In a video address, the Kremlin-installed administrator Vladimir Saldo called on residents to evacuate across the Dnipro River, a key defense line. He offered residents to relocate "in any part of Russia," saying the Russian government would provide housing vouchers.

Kirill Stremousov, Saldo's Moscow-appointed deputy, urged residents to evacuate "as quickly as possible."

He said the battle for Kherson would "soon begin" and Russia's forces would "fight to the end" not to surrender the area.

He added that residents whose homes might be damaged from shelling could receive compensation from the Russian government.

Earlier in October, Ukrainian forces in the Kherson region pushed the Russian line back by 20 miles, according to the President's office and Deep State, an independent monitoring group.

"The Russians feel squeezed between our forces and the banks of the Dnipro, so they're looking for ways to punish local communities," said Natalia Humeniuk, a spokesperson for Ukraine's southern command, on national television. Ukrainian commanders have set a goal to liberate Kherson by the winter.

Russia's new commander says safety's the priority

Russia's top commander in Ukraine suggested his forces may need to withdraw amid the Ukrainian advances.

In his first interview since being appointed to lead Russia's armed forces in Ukraine Oct. 8, Gen. Sergei Surovikin told Russian state media that the situation in Kherson "very difficult" and refused to rule out "the hardest decisions."
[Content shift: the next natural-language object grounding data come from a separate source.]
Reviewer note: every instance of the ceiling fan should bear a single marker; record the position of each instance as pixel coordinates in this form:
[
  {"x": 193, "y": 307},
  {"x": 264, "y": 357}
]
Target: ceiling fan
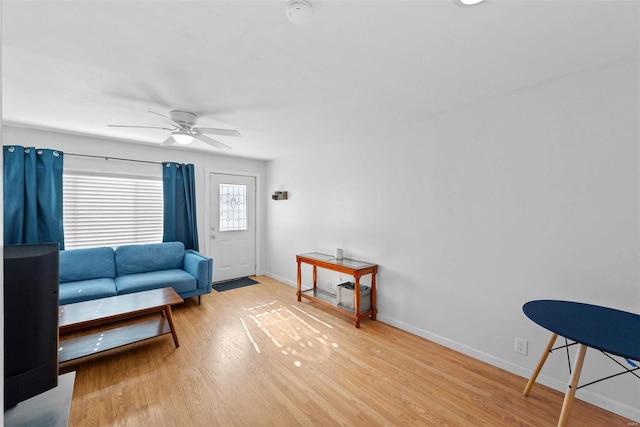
[{"x": 184, "y": 130}]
In this handout photo taken from video released by Russian Defense Ministry Press Service on Tuesday, Russian Gen. Sergei Surovikin speaks during an interview, describing the situation for Russian forces in the Kherson region as "very difficult." (Russian Defense Ministry Press Service via AP)
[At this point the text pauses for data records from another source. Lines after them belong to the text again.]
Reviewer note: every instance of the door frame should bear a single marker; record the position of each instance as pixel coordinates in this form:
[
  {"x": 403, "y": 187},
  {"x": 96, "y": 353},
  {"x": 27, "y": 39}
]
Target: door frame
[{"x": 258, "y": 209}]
Surovikin — who has overseen the mass bombardment of Ukrainian cities since taking over — accused Kyiv of targeting civilians and said Russia's focus was now on saving lives.

"We will operate with the goal of maximizing the safety of civilian population and our soldiers. That is our priority," Surovikin said to the Zvezda channel, a state media outlet funded by Russia's Defense Ministry.

The Institute for the Study of War, a Washington, D.C.-based think tank, suggested similar schemes are a "pretext for deporting Ukrainian citizens to Russian territory as they populate occupied areas with Russian citizens."

It was unclear how many residents were heeding the Russian warnings to evacuate.

A travel ban for Kherson starts next week

According to Russian state media, Kherson residents received text messages with instructions to catch evacuation buses out of the city.

Pro-Kremlin media reports also showed people with bags lined up to catch ferry boats across the Dnipro River.

Separately, the Russian-backed authorities announced they were closing off travel into Kherson for the next week.

Kherson is one of four Ukrainian regions Russia claimed to have formally annexed following a series of staged referendums in September.

Both the so-called referendums and annexation bids have been widely denounced by the international community.

Despite claiming the lands as part of the Russian Federation, Moscow's forces never managed to establish full control over the territories.